Nanoparticles derived from tea leaves kill lung cancer cells
Nanoparticles derived from tea leaves could be the key to a leap forward in treating lung cancer, scientists have "accidentally" discovered.
Nanoparticles produced from tea leaves inhibit the growth of lung cancer cells, destroying up to 80% of them, new research by a joint Swansea University and Indian team has shown.
The team made this breakthrough discovery this while testing out a new method of developing a type of nanoparticle called quantum dots. These are miniscule particles which measure less than 10 nanometres. A human hair is 40,000 nanometres thick.
Although nanoparticles are already used in healthcare, quantum dots have only recently received researchers' attention. Already they are found to be versatile enough for use in a range of applications, from LCD screens and solar cells to tumour imaging and treating cancer.
Quantum dots can be created chemically, but this is complicated and expensive, and also entails toxic side effects. The Swansea-led research team was, therefore, looking into a non-toxic plant-based alternative method of developing the dots, using tea leaf extract.
Tea leaves contain a wide variety of compounds, including polyphenols, amino acids, vitamins and antioxidants. The researchers fused tea leaf extract with cadmium sulphate (CdSO4) and sodium sulphide (Na2S) and allowed the solution to incubate, a process which causes quantum dots to form. They then applied the dots to lung cancer cells.
- Tea leaves are a simpler, cheaper and less toxic method of producing quantum dots, compared with using chemicals, confirming the results of other research in the field.
- Quantum dots produced from tea leaves actively inhibit the growth of lung cancer cells. They penetrated into the nanopores of the cancer cells and killed up to 80% of them. This was a totally new finding, and came as a surprise to the team.
The study, titled ‘Green-Synthesis-Derived CdS Quantum Dots Using Tea Leaf Extract: Antimicrobial, BioImaging and Therapeutic Applications in Lung Cancer Cells,’ a collaborative venture between Swansea University experts and colleagues from two Indian universities, was published in the journal Applied Nano Materials.
Dr. Sudhagar Pitchaimuthu, lead researcher on the project, and a Ser Cymru-II Rising Star Fellow, explained the rationale behind the study: "The main reason we started looking at tea leaves is that chemically synthesised quantum dots cost between £250 and £500 per microgram, whereas organically-derived ones can be manufactured for £10 per microgram, and at the same time they don't poison healthy cells surrounding the cancer.
He also went on to say, "Our research confirmed previous evidence that tea leaf extract can be a non-toxic alternative to making quantum dots using chemicals.
The real surprise, however, was that the dots actively inhibited the growth of the lung cancer cells. We hadn't been expecting this.
The CdS quantum dots derived from tea leaf extract showed exceptional fluorescence emission in cancer cell bioimaging compared to conventional CdS nanoparticles.
Quantum dots are therefore a very promising avenue to explore for developing new cancer treatments.
They also have other possible applications, for example in anti-microbial paint used in operating theatres, water pollutant treatments or in sun creams.
But, realistically, harnessing the quantum dots effect into a usable treatment on humans could still be some years off.
Dr. Pitchaimuthu outlined the next steps for research:
Building on this exciting discovery, the next step is to scale up our operation, hopefully with the help of other collaborators. We want to investigate the role of tea leaf extract in cancer cell imaging, and the interface between quantum dots and the cancer cell.

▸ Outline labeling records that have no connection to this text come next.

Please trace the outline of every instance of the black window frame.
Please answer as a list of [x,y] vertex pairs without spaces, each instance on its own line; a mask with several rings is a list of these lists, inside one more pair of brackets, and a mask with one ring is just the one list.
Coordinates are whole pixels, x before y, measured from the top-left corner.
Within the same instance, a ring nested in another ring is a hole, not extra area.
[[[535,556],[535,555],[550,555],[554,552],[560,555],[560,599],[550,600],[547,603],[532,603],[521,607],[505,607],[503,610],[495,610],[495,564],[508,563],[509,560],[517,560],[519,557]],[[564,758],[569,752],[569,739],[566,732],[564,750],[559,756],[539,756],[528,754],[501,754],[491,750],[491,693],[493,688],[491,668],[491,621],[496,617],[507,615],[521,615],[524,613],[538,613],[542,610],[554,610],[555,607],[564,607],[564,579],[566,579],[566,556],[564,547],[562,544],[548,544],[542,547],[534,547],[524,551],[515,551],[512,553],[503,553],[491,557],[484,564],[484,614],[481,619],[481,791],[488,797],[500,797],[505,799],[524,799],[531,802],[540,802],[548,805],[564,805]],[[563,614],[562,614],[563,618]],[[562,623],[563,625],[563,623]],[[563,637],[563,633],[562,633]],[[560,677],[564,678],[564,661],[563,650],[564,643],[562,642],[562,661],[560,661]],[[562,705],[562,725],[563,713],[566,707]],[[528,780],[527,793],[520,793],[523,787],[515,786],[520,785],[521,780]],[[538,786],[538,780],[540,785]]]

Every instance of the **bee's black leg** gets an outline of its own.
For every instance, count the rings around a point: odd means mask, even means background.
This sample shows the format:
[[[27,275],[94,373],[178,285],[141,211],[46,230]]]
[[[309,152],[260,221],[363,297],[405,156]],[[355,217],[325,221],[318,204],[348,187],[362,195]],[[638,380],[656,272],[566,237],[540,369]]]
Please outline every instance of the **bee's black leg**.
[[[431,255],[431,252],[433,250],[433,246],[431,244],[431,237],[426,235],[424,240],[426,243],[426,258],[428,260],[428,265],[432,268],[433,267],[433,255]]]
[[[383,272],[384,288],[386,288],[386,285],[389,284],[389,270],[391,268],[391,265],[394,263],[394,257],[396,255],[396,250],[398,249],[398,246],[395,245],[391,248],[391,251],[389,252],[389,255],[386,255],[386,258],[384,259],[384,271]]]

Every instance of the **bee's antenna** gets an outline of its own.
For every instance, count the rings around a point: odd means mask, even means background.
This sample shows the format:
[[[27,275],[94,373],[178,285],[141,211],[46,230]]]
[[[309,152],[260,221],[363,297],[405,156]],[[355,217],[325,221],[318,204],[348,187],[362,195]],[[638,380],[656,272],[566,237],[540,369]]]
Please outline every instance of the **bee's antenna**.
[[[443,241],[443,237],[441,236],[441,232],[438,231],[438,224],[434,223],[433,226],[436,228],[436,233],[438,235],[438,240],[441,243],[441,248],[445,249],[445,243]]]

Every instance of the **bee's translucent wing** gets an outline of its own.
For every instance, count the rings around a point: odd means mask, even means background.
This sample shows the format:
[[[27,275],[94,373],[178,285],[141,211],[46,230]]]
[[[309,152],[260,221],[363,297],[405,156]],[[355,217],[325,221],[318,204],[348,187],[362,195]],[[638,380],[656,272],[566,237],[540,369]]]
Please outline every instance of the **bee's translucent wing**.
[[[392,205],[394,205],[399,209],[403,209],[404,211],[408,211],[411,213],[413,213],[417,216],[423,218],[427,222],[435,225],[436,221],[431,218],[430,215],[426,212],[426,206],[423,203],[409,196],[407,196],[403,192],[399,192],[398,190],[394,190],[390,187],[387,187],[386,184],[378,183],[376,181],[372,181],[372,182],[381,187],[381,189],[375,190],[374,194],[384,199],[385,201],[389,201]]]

We would like to set up a "quantum dot factory" which will allow us to explore more fully the ways in which they can be used.
We now need to identify an enzyme which can deliver them to cancers in living creatures, without affecting surrounding healthy tissues.
"We hope to start live laboratory trials shortly, with human clinical trials following in around two years if all goes well, so perhaps in a decade we could have a widely-available treatment.”
They could even help improve the environment, as the tea leaves used come from the third of the crop deemed unsuitable for drinking, which normally ends up in landfill.